Post-Game Tactical Assessment:
John and I talked about the game afterwards; the game only took about 45 minutes. I was a bit surprised that he said that opponents usually ignore the obliterators and go for the objective; he said that he was testing my tactica, and I hope I passed! Hopefully if I see him at Wargamescon, he’ll be sporting a shiny new Dark Eldar army!

I think reserving was probably a mistake – he fed himself to me piecemeal for no particular gain. If he had clustered up and defended his obliterators, I wouldn’t have been able to rush them and kill them as quickly as I did. In fact, I probably would have deployed with obliterators in cover with rhinos screening them from LOS so that they couldn’t be shot at all. In his shoes, I’d be happy to trade long range splinter cannons and dark lances with obliterators and havoc launchers. Three units of Obliterators into three ravagers, and then it’s a fairly short range game aside from the splinter cannons – so the Daemon Princes would need to get out and try pulling fire away from the obliterators and protecting his firebase.

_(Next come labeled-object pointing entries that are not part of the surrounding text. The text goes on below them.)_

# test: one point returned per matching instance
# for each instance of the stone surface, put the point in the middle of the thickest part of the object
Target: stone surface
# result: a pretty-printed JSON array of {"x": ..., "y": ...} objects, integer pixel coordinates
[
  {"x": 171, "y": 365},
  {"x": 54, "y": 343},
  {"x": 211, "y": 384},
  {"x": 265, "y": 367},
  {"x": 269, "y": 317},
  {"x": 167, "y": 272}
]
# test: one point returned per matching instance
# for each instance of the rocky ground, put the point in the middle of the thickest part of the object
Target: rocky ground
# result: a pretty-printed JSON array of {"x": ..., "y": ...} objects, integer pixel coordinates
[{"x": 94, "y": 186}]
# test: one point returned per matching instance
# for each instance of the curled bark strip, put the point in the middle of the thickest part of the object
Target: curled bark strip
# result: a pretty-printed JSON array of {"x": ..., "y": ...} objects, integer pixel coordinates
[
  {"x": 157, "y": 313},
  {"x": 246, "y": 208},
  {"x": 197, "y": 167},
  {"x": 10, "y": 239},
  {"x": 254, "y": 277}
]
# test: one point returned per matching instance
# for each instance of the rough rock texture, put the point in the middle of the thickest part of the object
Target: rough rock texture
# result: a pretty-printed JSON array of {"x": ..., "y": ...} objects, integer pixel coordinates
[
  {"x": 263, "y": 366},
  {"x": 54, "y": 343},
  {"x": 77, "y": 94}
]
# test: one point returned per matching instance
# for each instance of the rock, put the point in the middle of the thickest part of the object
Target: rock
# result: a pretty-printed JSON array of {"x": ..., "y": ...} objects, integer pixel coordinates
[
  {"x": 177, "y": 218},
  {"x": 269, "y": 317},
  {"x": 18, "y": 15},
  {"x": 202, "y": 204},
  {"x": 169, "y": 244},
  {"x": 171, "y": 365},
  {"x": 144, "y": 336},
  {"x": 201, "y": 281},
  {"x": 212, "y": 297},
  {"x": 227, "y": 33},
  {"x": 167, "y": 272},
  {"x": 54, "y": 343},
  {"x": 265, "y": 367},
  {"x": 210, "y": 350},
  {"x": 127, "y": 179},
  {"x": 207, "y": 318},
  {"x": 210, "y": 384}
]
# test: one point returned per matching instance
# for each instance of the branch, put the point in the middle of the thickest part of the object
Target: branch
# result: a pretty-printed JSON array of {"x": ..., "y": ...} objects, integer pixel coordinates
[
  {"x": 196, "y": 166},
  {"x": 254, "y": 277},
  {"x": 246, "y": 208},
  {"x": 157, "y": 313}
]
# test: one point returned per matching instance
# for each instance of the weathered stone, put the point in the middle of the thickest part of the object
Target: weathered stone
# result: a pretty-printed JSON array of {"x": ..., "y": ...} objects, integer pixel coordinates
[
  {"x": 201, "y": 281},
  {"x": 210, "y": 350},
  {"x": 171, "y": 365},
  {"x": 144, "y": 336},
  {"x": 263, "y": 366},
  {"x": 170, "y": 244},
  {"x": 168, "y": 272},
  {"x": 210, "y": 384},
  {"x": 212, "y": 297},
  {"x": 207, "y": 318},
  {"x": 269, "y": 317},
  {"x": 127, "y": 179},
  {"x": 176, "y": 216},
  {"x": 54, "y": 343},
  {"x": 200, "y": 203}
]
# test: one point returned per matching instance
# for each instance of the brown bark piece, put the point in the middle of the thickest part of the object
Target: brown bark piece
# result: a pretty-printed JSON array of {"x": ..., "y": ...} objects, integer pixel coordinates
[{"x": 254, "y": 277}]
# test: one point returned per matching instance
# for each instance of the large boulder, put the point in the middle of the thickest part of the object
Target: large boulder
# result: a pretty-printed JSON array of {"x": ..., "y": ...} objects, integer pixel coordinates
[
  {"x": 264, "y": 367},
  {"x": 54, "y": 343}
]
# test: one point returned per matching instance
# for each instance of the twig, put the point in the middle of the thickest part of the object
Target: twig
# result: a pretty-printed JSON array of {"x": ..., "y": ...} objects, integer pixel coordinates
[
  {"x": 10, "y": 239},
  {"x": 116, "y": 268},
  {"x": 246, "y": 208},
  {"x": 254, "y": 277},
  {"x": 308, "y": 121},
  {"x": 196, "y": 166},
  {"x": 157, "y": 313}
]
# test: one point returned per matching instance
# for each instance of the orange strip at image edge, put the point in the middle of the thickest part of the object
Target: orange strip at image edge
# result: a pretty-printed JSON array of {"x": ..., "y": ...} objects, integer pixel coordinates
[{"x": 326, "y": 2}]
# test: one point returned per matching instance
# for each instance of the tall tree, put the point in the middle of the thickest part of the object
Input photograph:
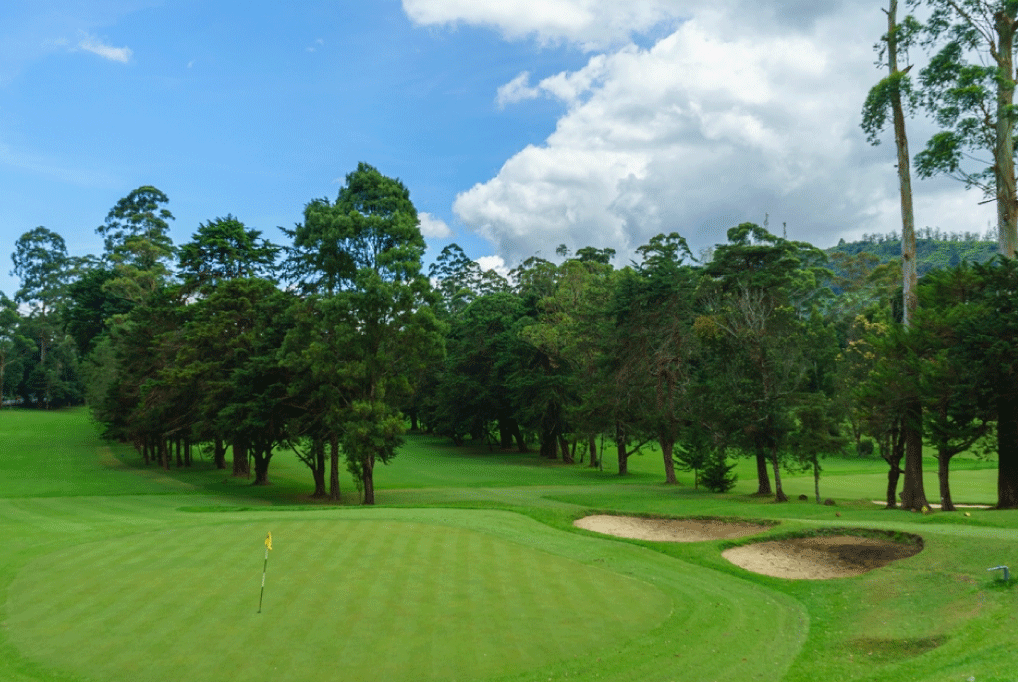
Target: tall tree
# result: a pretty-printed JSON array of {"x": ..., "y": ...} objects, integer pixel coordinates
[
  {"x": 969, "y": 89},
  {"x": 222, "y": 249},
  {"x": 42, "y": 264},
  {"x": 137, "y": 243},
  {"x": 363, "y": 251},
  {"x": 889, "y": 95}
]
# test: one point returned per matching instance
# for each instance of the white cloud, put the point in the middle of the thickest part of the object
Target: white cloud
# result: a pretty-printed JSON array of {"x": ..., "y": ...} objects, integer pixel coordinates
[
  {"x": 709, "y": 128},
  {"x": 494, "y": 263},
  {"x": 588, "y": 23},
  {"x": 516, "y": 90},
  {"x": 434, "y": 227},
  {"x": 96, "y": 46}
]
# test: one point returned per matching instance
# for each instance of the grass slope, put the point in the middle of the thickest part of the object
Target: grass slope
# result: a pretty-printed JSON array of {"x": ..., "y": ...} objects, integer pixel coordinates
[{"x": 470, "y": 569}]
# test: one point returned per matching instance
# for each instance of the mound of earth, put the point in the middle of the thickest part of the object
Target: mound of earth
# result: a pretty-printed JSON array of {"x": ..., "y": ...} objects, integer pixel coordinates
[
  {"x": 668, "y": 530},
  {"x": 818, "y": 558}
]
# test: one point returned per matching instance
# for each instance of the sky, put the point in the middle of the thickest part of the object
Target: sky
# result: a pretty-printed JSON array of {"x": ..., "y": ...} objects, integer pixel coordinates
[{"x": 517, "y": 125}]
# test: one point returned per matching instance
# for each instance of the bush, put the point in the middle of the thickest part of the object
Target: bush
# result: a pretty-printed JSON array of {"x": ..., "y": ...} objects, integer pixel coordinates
[{"x": 717, "y": 475}]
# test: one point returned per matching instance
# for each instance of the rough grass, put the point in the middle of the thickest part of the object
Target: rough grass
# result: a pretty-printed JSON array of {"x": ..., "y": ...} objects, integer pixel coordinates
[{"x": 469, "y": 568}]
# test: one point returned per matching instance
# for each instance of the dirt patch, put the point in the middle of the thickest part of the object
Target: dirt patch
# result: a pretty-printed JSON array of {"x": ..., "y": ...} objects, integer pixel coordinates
[
  {"x": 667, "y": 529},
  {"x": 818, "y": 558}
]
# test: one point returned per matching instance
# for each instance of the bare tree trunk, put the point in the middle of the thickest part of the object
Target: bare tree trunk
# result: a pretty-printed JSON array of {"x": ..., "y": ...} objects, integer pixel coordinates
[
  {"x": 943, "y": 473},
  {"x": 620, "y": 443},
  {"x": 667, "y": 447},
  {"x": 1007, "y": 451},
  {"x": 779, "y": 495},
  {"x": 334, "y": 468},
  {"x": 368, "y": 476},
  {"x": 914, "y": 495},
  {"x": 1007, "y": 196},
  {"x": 219, "y": 453},
  {"x": 762, "y": 478}
]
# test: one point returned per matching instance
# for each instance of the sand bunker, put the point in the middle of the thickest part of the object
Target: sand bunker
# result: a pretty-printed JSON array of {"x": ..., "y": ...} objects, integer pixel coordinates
[
  {"x": 668, "y": 530},
  {"x": 818, "y": 558}
]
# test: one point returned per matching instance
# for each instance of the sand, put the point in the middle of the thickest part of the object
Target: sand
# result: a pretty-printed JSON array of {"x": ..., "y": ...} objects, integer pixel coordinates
[{"x": 796, "y": 558}]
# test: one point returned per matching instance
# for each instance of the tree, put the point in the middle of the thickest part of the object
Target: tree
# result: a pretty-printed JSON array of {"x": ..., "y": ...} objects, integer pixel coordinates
[
  {"x": 985, "y": 344},
  {"x": 137, "y": 243},
  {"x": 224, "y": 249},
  {"x": 13, "y": 347},
  {"x": 968, "y": 88},
  {"x": 889, "y": 95},
  {"x": 658, "y": 348},
  {"x": 955, "y": 416},
  {"x": 363, "y": 251},
  {"x": 42, "y": 264},
  {"x": 762, "y": 289}
]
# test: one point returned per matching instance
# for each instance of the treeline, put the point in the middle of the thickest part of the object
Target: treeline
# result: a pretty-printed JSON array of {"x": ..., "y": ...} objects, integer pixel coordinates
[
  {"x": 934, "y": 249},
  {"x": 337, "y": 342}
]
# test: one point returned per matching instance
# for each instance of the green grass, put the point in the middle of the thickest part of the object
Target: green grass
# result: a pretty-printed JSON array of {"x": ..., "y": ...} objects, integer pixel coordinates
[{"x": 469, "y": 568}]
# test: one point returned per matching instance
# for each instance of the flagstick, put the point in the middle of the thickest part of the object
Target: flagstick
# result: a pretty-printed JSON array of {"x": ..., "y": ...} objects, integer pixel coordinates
[{"x": 265, "y": 567}]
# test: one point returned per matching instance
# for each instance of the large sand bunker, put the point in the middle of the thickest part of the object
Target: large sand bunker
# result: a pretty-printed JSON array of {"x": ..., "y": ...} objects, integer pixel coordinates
[
  {"x": 819, "y": 558},
  {"x": 668, "y": 530}
]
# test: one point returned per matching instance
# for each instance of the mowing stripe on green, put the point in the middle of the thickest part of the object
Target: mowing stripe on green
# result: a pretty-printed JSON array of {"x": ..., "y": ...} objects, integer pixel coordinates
[{"x": 384, "y": 600}]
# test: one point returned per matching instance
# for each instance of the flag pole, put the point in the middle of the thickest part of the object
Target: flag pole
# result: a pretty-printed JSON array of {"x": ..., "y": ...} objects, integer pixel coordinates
[{"x": 265, "y": 566}]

I think that I would have probably moved those rhinos on the right up 12” and smoked the first turn instead of firing havocs – lucky rolling can apparently take down a squad of chaos marines with the beasts, but I wouldn’t put money on them being able to take on plague marines AND Chaos marines at the same time.
Game Seven ends the GT, and we start counting up scores. I’ve got max sportsmanship. Hulksmash and his opponent tied their game down the middle, so I’m ahead on battle points – a lead that will widen when they apply their formula of BP x 3.45 to get 70% battle points. I should end up winning Best Overall!
As it turns out, there were votes for “Favorite Opponent” that also counted extra points towards sportsmanship, and Hulksmash’ opponent got six votes, and six extra points into sportsmanship. Combined with the +4 points of painting score he had on me, it outdid my battle point lead, and gave him Best Overall while I 2nd Overall and Best General.

Overall notes: It was a fun GT.
On the plus side, the GT organizers have a *really* good thing going on. Good tables, pretty good terrain, their own missions that are unique (if a bit wonky and biased towards already powerful armies). The format could use a bit of tweaking to make it a GT experience instead of two back to back RTTs, and if they start advertising, I have no doubt that they’ll fill out their capacity and beyond.

Now to recharge my batteries, camera, get the new Venoms painted and ready for Wargamescon!